- Home ›
- Abel Blanchard Family Correspondence ›
Abel Blanchard Family Correspondence
The Blanchard correspondence consists primarily of personal letters directed to the homestead at Peacham by family members in Canada and New York state. The principal authors are Benjamin Blanchard (9 letters); Lewis (8 letters); Mark (6 letters); Abel, Jr. (5 letters); and Barnes (6 letters). Twenty-seven of the 42 letters in the collection were written prior to 1820. Internal evidence suggests that most of the letters written home by the five principal authors, especially during the 1810s, have survived in the collection.
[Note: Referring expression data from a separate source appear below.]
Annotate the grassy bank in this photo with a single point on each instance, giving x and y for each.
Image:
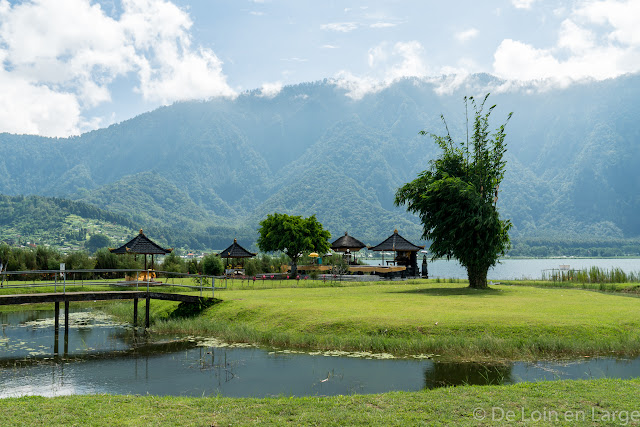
(448, 319)
(601, 402)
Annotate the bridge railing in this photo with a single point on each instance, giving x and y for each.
(60, 279)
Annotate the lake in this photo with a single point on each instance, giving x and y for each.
(512, 269)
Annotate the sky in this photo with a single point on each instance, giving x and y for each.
(71, 66)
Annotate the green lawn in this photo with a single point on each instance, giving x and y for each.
(452, 320)
(594, 402)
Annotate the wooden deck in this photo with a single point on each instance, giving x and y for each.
(365, 269)
(92, 296)
(67, 297)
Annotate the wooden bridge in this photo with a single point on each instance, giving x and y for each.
(67, 297)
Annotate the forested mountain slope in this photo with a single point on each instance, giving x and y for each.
(196, 170)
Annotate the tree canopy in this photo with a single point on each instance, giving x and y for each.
(456, 198)
(292, 235)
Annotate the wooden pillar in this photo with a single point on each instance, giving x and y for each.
(56, 314)
(135, 312)
(146, 322)
(66, 317)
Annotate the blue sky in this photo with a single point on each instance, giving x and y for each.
(69, 66)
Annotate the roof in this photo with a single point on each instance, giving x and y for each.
(396, 242)
(347, 242)
(236, 251)
(141, 244)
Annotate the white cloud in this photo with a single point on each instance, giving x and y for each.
(382, 25)
(64, 54)
(341, 27)
(597, 41)
(387, 65)
(270, 90)
(522, 4)
(466, 35)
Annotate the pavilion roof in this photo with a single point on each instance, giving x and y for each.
(141, 244)
(236, 251)
(396, 242)
(347, 242)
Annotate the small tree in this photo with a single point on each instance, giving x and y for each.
(97, 241)
(456, 198)
(292, 235)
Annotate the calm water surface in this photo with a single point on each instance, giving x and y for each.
(100, 356)
(511, 269)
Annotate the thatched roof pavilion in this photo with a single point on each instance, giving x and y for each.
(406, 253)
(142, 245)
(236, 251)
(347, 244)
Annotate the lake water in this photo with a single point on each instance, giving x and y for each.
(511, 269)
(100, 356)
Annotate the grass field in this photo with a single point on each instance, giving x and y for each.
(448, 319)
(417, 317)
(593, 402)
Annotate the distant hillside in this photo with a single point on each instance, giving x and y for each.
(202, 173)
(58, 222)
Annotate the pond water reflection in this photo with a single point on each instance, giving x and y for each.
(106, 357)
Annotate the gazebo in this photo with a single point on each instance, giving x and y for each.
(406, 253)
(347, 244)
(235, 251)
(141, 245)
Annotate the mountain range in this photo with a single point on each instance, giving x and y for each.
(200, 173)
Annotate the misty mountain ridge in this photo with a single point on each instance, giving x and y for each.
(213, 169)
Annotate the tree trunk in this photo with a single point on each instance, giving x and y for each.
(477, 277)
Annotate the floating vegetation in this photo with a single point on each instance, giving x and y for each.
(80, 319)
(214, 342)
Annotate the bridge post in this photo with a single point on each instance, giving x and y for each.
(135, 312)
(66, 317)
(146, 322)
(56, 314)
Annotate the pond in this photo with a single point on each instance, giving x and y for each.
(101, 356)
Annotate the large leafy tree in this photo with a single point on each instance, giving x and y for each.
(292, 235)
(456, 198)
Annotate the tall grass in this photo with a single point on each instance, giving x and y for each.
(592, 275)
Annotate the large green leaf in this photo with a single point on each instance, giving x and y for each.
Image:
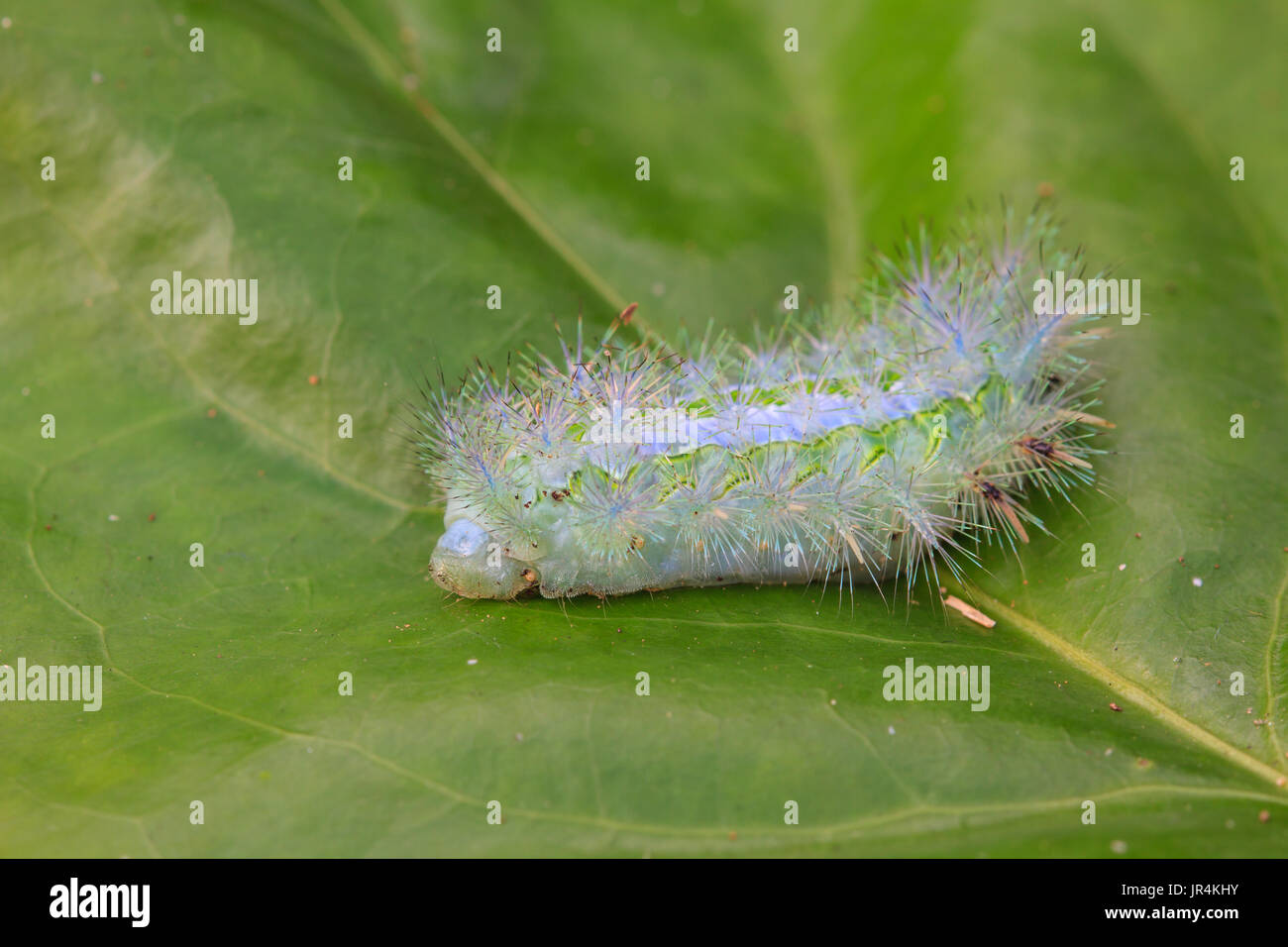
(518, 169)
Because the Blanchards wrote only occasionally, their letters typically provide an overview of recent movements, activities, and intentions (as well as those of their brothers, when known). Before settling as farmers, the Blanchards pursued a great variety of (frequently seasonal) occupations, most notably brickmaking (which may have been a family trade). There is a great deal in the letters on business prospects in the Holland Purchase, on prices and the accessibility of markets (in the period before western New York was opened up by the completion of the Erie Canal). In the letters of 1812-1815 there is frequent mention of the War of 1812 and its profound impact on residents of western New York and Canada. There is mention of internal improvements, like the Erie and Oswego canals and a railroad line through Centerville. Later letters show a preoccupation with evangelical Christianity that is not previously evident; this may or may not be attributable to the religious revivals that swept the "burned-over district" in the 1820s and after. The collection also includes a number of other family letters, as well as five land deeds of uncertain relevance to the rest of the material.